922.  “Baby, Come to Me,” Patti Austin and James Ingram.  Songwriter: Rod Temperton; #1 pop/#9 R&B; 1982.  Songwriter Rod Temperton scored hits as a member of Heatwave in the 70’s with the singles “Boogie Nights” and “Always and Forever.”  During the 1980’s, he penned many of Michael Jackson’s biggest hits as well as this bourgeois R&B number that broke pop through exposure on the television soap “General Hospital.”  This type of well crafted, non-threatening R&B was audio catnip for Grammy voters of that era.

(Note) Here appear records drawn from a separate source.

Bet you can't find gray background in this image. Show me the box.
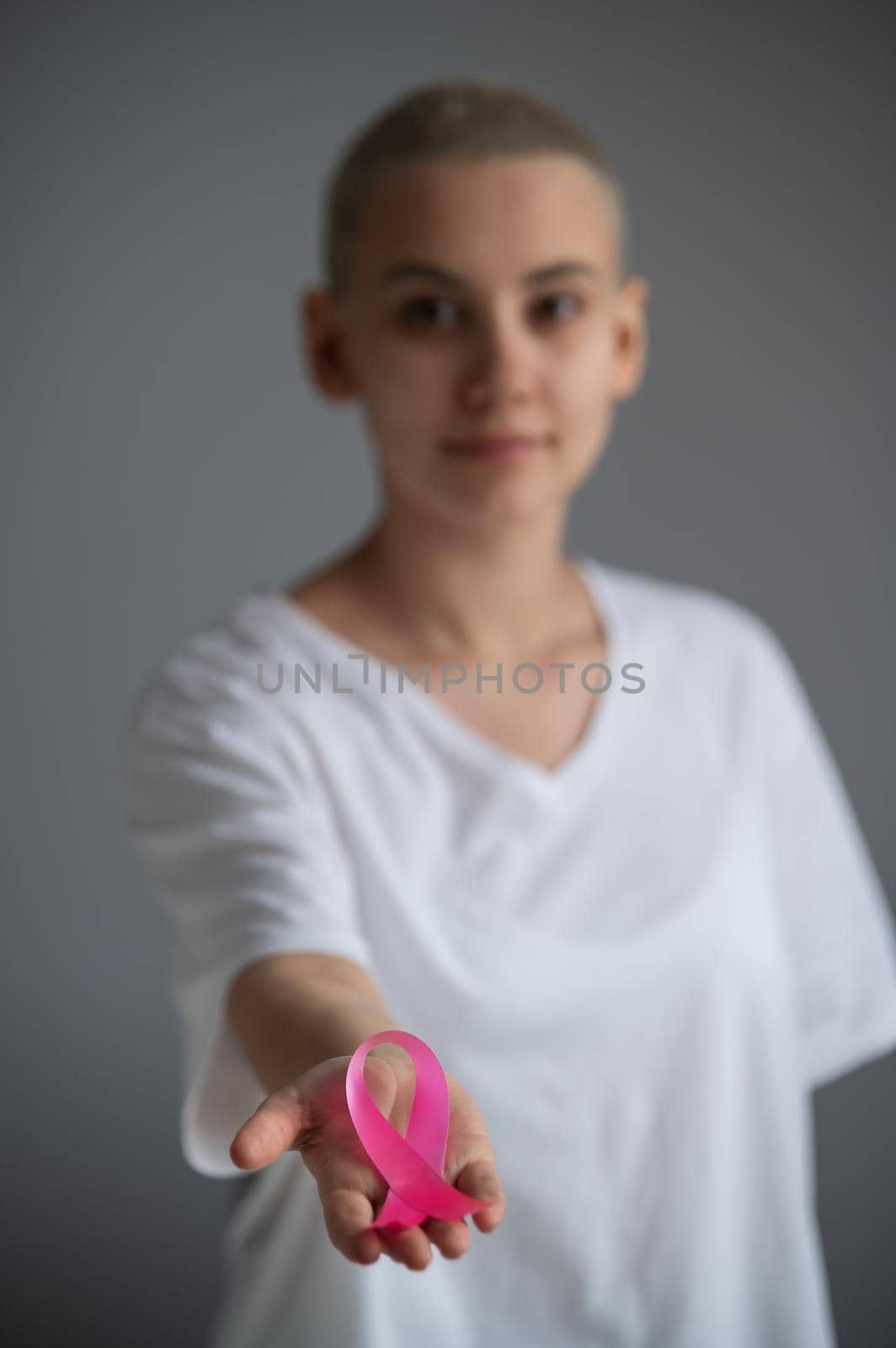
[2,0,896,1348]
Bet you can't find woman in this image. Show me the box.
[126,81,896,1348]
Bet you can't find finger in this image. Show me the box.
[231,1085,312,1170]
[422,1217,470,1259]
[321,1189,384,1265]
[377,1227,433,1272]
[454,1158,505,1232]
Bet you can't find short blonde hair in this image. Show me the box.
[323,77,628,297]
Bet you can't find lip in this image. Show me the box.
[446,436,544,458]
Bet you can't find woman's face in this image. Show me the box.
[305,153,647,524]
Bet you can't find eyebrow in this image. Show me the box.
[380,259,601,290]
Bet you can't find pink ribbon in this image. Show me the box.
[345,1030,493,1229]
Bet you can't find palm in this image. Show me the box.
[231,1056,504,1269]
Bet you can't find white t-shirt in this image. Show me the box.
[118,554,896,1348]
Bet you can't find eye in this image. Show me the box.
[535,290,584,322]
[399,295,456,328]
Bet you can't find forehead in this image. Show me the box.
[355,153,617,285]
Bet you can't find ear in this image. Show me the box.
[611,276,651,399]
[296,290,359,402]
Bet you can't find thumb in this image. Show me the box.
[454,1157,507,1232]
[231,1083,312,1170]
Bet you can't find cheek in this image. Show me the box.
[365,348,453,430]
[555,332,611,425]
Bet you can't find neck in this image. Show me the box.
[344,503,582,658]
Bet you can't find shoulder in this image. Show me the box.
[595,562,786,665]
[589,564,807,735]
[125,588,301,740]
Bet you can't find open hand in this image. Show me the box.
[231,1049,504,1270]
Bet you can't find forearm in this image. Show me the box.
[227,960,407,1094]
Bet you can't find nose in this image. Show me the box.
[461,311,537,411]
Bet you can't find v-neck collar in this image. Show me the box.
[246,553,621,797]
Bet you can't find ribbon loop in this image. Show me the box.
[345,1030,489,1229]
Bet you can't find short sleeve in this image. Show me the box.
[761,631,896,1089]
[121,647,372,1177]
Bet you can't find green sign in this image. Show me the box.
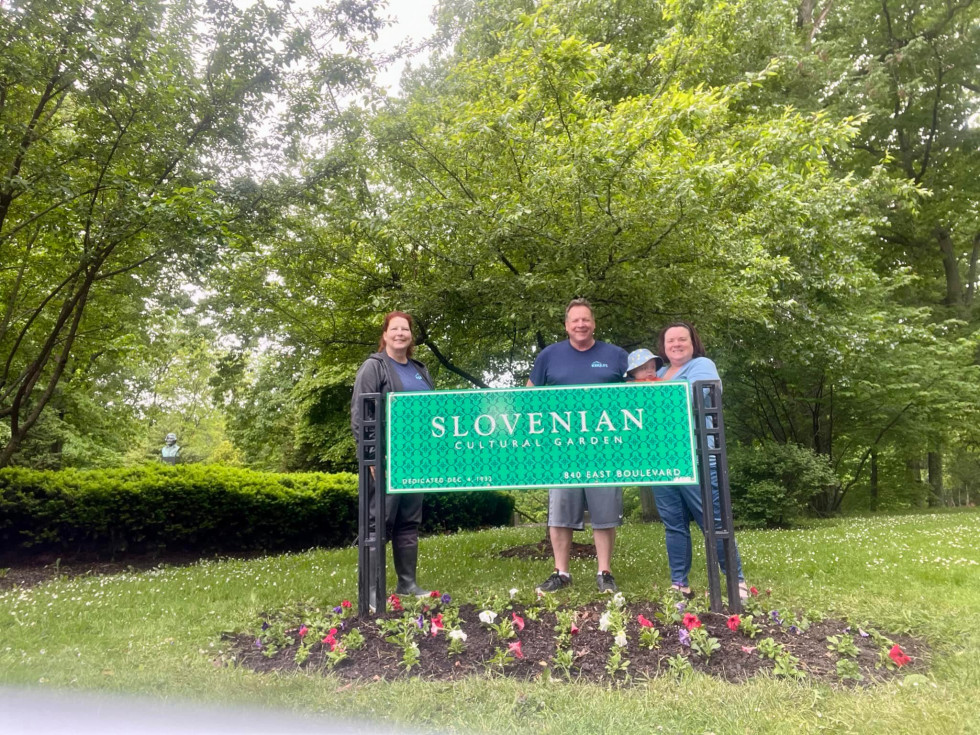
[387,381,698,493]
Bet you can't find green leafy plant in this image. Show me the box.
[551,648,575,679]
[837,658,864,681]
[640,628,661,651]
[756,638,783,659]
[690,628,721,661]
[667,654,694,679]
[738,615,762,638]
[606,646,630,677]
[827,633,860,657]
[773,650,806,680]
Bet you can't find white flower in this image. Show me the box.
[599,610,612,632]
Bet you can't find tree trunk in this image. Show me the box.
[964,232,980,306]
[871,447,878,513]
[936,227,963,306]
[905,456,927,507]
[928,451,945,508]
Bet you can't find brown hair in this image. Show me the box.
[565,299,595,321]
[657,322,705,359]
[378,311,415,357]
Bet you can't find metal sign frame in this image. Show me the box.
[357,380,742,616]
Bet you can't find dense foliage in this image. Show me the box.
[0,465,513,555]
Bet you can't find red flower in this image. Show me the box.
[888,646,912,668]
[432,613,443,638]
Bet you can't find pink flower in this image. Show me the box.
[432,613,443,638]
[888,645,912,668]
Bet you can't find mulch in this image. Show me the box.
[0,539,929,686]
[497,538,595,559]
[222,602,927,686]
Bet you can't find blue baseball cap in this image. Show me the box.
[626,349,664,375]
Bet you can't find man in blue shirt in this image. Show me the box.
[527,299,627,594]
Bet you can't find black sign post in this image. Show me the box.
[694,380,742,613]
[357,393,387,616]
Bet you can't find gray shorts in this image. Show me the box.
[548,487,623,531]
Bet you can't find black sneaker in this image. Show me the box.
[595,572,619,595]
[537,569,572,592]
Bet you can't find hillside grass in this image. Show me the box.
[0,511,980,735]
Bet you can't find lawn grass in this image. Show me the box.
[0,511,980,735]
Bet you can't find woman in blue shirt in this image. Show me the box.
[351,311,433,596]
[653,322,748,598]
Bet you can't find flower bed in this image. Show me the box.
[230,590,926,685]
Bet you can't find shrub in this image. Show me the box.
[0,465,513,554]
[728,443,838,528]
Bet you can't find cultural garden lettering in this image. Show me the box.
[386,382,697,493]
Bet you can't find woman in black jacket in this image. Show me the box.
[350,311,433,595]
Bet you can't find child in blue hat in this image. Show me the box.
[626,349,664,383]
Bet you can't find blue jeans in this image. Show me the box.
[653,467,745,587]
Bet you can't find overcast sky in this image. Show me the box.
[378,0,436,93]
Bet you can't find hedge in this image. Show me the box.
[0,465,514,555]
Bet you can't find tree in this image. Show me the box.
[0,0,378,466]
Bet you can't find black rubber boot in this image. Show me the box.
[391,543,429,597]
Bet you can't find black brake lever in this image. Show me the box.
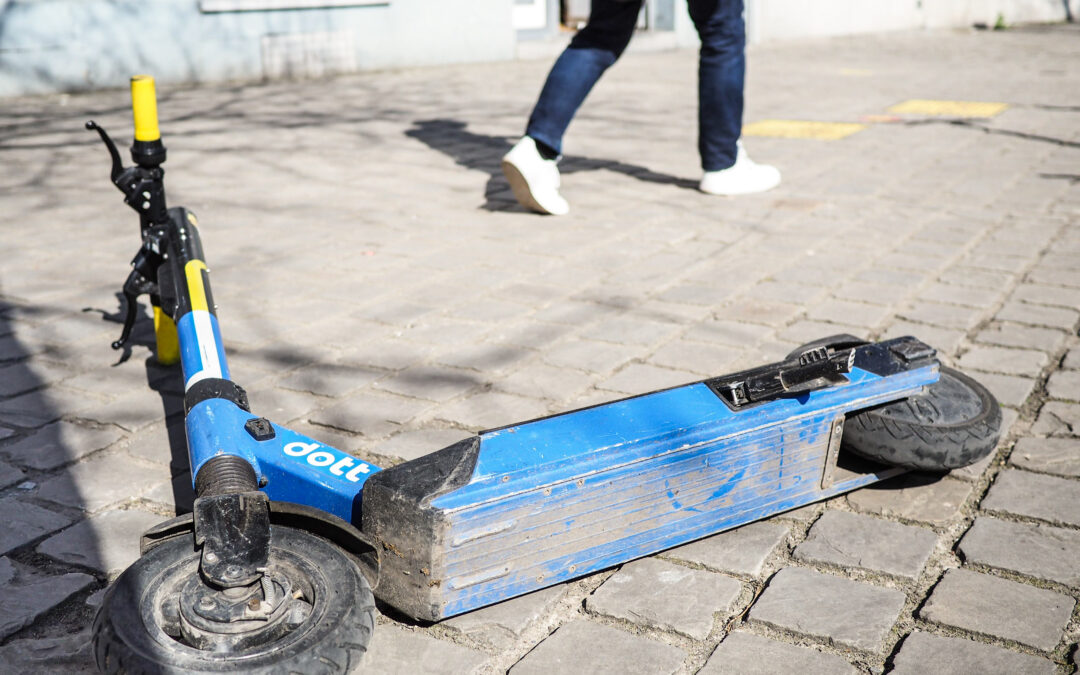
[86,120,124,183]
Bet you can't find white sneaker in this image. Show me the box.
[698,141,780,195]
[502,136,570,216]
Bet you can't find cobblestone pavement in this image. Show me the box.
[0,26,1080,675]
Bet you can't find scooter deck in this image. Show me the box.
[362,338,937,621]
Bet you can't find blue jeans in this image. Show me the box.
[525,0,746,171]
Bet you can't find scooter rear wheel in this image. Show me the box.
[94,526,375,675]
[842,366,1001,472]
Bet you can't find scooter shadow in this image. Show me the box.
[405,119,698,211]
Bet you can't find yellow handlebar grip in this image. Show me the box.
[132,75,161,140]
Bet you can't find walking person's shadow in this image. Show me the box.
[405,119,698,211]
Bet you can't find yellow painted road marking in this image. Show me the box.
[743,120,866,140]
[184,260,210,312]
[889,98,1009,118]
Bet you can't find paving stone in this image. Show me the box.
[309,392,431,438]
[891,631,1057,675]
[143,473,195,515]
[375,365,484,402]
[918,569,1076,651]
[362,624,485,675]
[996,301,1077,330]
[975,373,1035,408]
[38,454,168,511]
[0,558,94,639]
[370,429,472,460]
[0,497,72,555]
[279,363,382,396]
[660,523,791,577]
[596,363,701,394]
[959,516,1080,588]
[750,567,905,652]
[1047,370,1080,401]
[698,631,859,675]
[960,347,1048,377]
[585,558,742,639]
[495,363,593,403]
[1009,437,1080,477]
[0,461,26,489]
[440,585,566,649]
[0,631,97,675]
[981,469,1080,526]
[0,420,123,469]
[424,391,548,431]
[847,474,971,525]
[510,619,685,675]
[37,509,164,577]
[975,323,1066,353]
[899,300,983,330]
[794,511,937,579]
[1031,401,1080,437]
[542,340,640,375]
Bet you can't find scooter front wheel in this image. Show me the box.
[843,366,1001,472]
[94,526,375,675]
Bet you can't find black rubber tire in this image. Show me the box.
[94,526,375,675]
[843,366,1001,472]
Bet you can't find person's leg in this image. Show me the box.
[689,0,746,171]
[502,0,642,216]
[688,0,780,194]
[525,0,642,154]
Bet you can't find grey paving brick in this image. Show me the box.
[975,323,1066,353]
[510,620,685,675]
[38,454,168,511]
[750,567,904,651]
[959,516,1080,588]
[1012,284,1080,309]
[0,461,26,489]
[959,347,1048,377]
[596,363,701,394]
[698,631,859,675]
[495,363,594,403]
[0,630,97,675]
[899,300,983,330]
[0,420,123,469]
[892,631,1057,675]
[279,363,382,396]
[0,557,94,639]
[542,340,642,375]
[308,392,432,438]
[585,558,742,639]
[1047,370,1080,402]
[440,585,566,649]
[37,509,164,577]
[370,429,471,460]
[660,523,791,577]
[424,391,548,431]
[362,624,485,675]
[996,301,1078,330]
[1009,437,1080,477]
[375,366,484,402]
[919,569,1076,651]
[794,511,937,579]
[0,497,72,555]
[981,469,1080,526]
[847,475,971,525]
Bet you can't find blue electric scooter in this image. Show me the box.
[86,78,1001,673]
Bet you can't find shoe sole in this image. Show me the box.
[502,160,554,216]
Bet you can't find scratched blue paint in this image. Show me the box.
[421,367,937,617]
[186,399,379,527]
[176,311,229,382]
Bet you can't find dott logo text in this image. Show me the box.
[281,442,372,483]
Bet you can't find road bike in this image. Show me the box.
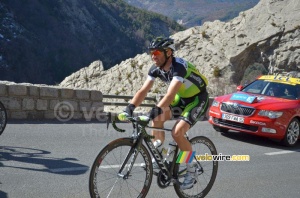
[89,113,218,198]
[0,102,7,135]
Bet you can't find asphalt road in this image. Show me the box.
[0,121,300,198]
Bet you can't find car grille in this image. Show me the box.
[221,103,255,116]
[213,118,258,132]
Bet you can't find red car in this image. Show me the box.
[209,75,300,146]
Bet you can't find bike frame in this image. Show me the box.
[118,119,184,183]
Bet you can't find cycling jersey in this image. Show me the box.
[148,58,208,127]
[148,57,208,98]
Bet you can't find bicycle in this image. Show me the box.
[89,113,218,198]
[0,101,7,135]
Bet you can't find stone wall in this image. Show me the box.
[0,81,103,121]
[0,81,213,122]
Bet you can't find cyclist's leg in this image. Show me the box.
[172,92,208,189]
[152,107,172,143]
[172,92,208,151]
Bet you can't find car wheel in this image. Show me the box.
[281,118,300,146]
[213,125,229,133]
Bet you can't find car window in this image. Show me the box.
[242,80,269,94]
[242,80,300,100]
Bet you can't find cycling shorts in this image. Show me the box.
[170,91,209,127]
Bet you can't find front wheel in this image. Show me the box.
[0,102,7,135]
[174,136,218,198]
[89,138,153,198]
[281,118,300,147]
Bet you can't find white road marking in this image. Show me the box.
[265,149,300,155]
[100,163,142,169]
[50,167,89,173]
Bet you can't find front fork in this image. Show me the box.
[118,137,142,179]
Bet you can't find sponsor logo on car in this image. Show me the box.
[250,120,266,126]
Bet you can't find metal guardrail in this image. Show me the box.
[103,95,157,107]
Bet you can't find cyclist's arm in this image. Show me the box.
[130,78,154,107]
[157,78,182,108]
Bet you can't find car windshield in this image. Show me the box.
[241,80,300,100]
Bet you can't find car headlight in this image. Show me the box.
[211,100,220,107]
[258,110,283,118]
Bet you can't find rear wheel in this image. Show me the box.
[0,102,7,135]
[89,138,153,198]
[174,136,218,198]
[281,118,300,147]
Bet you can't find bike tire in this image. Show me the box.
[174,136,218,198]
[89,138,153,198]
[0,102,7,135]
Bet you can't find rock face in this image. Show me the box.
[60,0,300,99]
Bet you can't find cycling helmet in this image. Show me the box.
[148,37,175,51]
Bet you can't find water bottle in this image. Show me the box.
[165,140,177,162]
[153,140,168,159]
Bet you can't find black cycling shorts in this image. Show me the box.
[170,91,209,127]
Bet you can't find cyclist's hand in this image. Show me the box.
[118,112,129,121]
[149,106,163,120]
[125,104,135,117]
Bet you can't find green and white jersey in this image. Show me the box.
[148,57,208,98]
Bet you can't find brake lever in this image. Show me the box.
[106,112,111,129]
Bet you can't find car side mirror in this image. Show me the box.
[236,85,244,91]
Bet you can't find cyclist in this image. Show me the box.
[120,37,208,189]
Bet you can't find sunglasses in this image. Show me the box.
[149,50,163,56]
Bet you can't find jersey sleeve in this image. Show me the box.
[173,58,187,79]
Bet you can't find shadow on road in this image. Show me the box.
[0,146,89,175]
[0,190,7,198]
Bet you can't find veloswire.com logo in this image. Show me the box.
[176,151,250,164]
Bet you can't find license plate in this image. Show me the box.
[222,113,244,123]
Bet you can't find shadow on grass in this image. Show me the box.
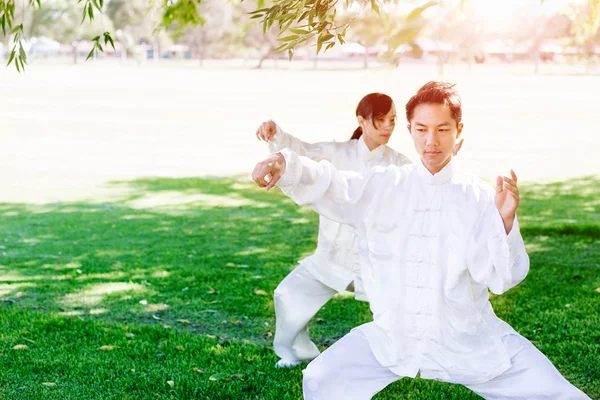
[0,177,600,399]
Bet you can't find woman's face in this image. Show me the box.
[358,103,396,150]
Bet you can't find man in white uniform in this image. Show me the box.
[253,82,588,400]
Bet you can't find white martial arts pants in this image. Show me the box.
[302,327,589,400]
[273,264,337,362]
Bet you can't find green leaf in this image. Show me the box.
[104,32,116,50]
[88,4,94,21]
[371,0,379,14]
[19,43,27,64]
[406,1,438,22]
[10,24,23,33]
[91,0,102,12]
[279,35,298,42]
[85,46,96,61]
[290,28,309,35]
[318,33,334,43]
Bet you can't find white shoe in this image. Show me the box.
[275,358,302,368]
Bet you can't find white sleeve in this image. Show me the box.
[268,124,336,161]
[277,149,395,228]
[467,199,529,294]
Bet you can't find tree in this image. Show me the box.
[27,0,113,64]
[0,0,600,70]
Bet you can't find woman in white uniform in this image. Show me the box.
[256,93,410,367]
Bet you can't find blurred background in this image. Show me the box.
[0,0,600,203]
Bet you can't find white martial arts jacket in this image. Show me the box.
[269,126,411,300]
[277,149,529,384]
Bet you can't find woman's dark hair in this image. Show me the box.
[350,93,394,140]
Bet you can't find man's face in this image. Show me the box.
[408,104,463,174]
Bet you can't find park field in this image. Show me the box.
[0,62,600,400]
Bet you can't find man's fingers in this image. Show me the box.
[252,163,269,187]
[267,173,281,190]
[503,176,517,187]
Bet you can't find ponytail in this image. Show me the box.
[350,126,362,140]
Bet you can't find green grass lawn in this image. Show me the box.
[0,177,600,400]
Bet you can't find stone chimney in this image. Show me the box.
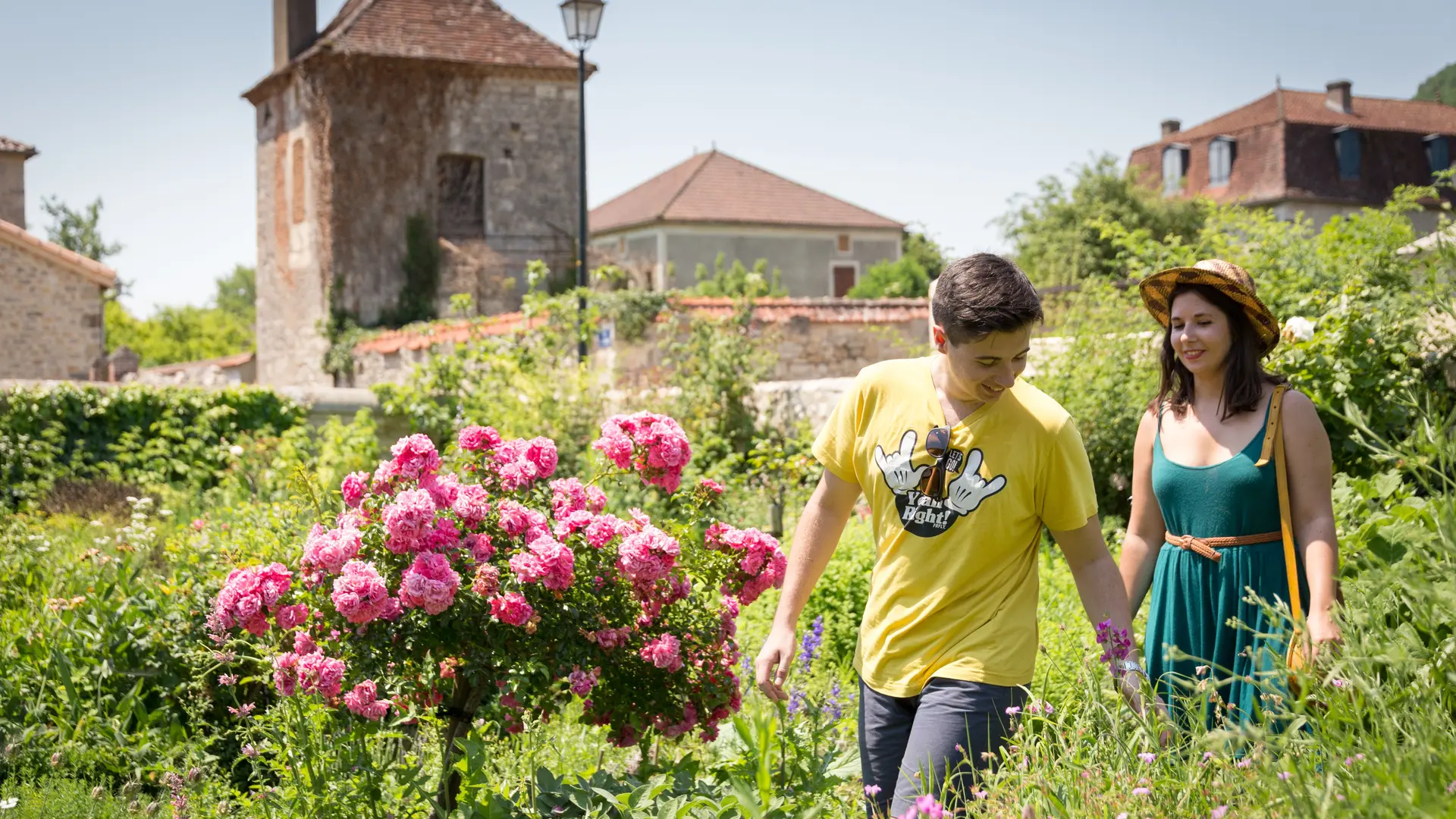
[274,0,318,70]
[0,137,36,229]
[1325,80,1351,114]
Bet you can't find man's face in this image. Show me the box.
[932,325,1031,403]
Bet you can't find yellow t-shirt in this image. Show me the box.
[814,359,1097,697]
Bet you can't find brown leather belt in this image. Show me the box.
[1163,532,1283,563]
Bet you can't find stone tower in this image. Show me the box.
[243,0,578,386]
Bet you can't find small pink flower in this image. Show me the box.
[391,433,440,478]
[491,592,536,625]
[641,634,682,672]
[339,472,369,509]
[456,424,500,452]
[399,552,460,615]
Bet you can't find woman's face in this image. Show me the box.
[1168,293,1233,375]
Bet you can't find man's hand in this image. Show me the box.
[753,620,803,701]
[875,430,930,495]
[945,449,1006,514]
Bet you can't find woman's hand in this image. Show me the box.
[1309,609,1342,657]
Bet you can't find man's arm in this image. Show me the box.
[755,469,859,699]
[1051,514,1143,714]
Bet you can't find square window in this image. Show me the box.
[435,155,485,239]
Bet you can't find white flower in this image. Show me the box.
[1284,316,1315,341]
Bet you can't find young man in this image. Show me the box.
[755,253,1141,816]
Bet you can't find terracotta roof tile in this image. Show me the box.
[0,137,38,156]
[318,0,576,70]
[590,150,902,233]
[354,296,930,356]
[0,218,117,287]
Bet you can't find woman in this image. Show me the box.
[1121,259,1339,726]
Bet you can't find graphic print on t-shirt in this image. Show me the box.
[875,430,1006,538]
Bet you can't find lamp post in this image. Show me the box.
[560,0,606,362]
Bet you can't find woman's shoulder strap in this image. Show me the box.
[1255,383,1288,466]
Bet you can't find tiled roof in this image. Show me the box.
[0,218,117,287]
[354,296,930,356]
[1156,90,1456,146]
[588,150,902,233]
[243,0,579,98]
[0,137,36,156]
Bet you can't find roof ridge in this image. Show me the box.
[655,149,716,218]
[0,218,117,287]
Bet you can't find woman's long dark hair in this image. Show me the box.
[1152,284,1288,421]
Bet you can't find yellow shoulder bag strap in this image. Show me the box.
[1255,384,1304,667]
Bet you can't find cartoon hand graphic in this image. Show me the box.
[945,449,1006,514]
[875,430,930,495]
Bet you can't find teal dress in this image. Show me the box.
[1143,406,1309,727]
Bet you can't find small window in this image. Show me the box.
[1209,137,1235,188]
[293,140,309,224]
[1163,144,1188,196]
[1335,127,1360,180]
[1426,134,1451,174]
[437,155,485,239]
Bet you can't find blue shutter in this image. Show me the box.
[1335,128,1360,179]
[1426,136,1451,174]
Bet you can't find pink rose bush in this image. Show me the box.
[209,413,785,745]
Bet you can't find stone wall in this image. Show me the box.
[0,236,103,379]
[256,55,578,384]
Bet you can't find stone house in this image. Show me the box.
[243,0,591,386]
[588,149,904,297]
[1128,80,1456,233]
[0,137,117,379]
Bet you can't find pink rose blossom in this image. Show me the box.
[278,604,309,631]
[399,552,460,615]
[339,472,369,509]
[491,592,536,625]
[617,526,679,583]
[299,525,364,580]
[470,566,500,598]
[641,634,682,672]
[331,560,399,623]
[456,424,500,452]
[384,490,435,554]
[450,484,491,529]
[293,631,318,657]
[495,500,532,538]
[587,514,622,549]
[389,433,440,478]
[344,679,391,720]
[212,563,293,637]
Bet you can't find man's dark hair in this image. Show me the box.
[1150,284,1288,421]
[930,253,1043,344]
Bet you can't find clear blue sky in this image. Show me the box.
[0,0,1456,313]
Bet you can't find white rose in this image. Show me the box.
[1284,316,1315,341]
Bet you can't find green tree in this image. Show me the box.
[1410,63,1456,105]
[105,265,256,367]
[847,231,946,299]
[41,196,131,299]
[997,155,1210,287]
[689,253,789,299]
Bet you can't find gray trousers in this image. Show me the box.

921.  “Stop This Game,” Cheap Trick. Songwriters: Rick Nielsen, Robin Zander; #48 pop; 1980.  The intro to “Stop This Game” features a piano chord similar to the ending of “A Day in the Life” by the Beatles, a maneuver incorporated by Rockford’s finest while working with Fab Four knob twisters George Martin and Geoff Emerick.  Music journalist Gwen Ihnat, “Only a few years after ‘Budokan,’ the band kicked it up a few orchestral notches with some actual strings to add James Bond-theme weight to this breakup song. There’s a reason why Rick Nielsen calls Robin Zander his ‘favorite lead singer in the whole wide world’ nearly every show. Check out the way he bravely leads the song off solo, then stands up against an army of violins as he tries to wrestle his way out of this relationship.”  The song merges the power chords of Pete Townshend with the orchestration of an unrestrained ELO.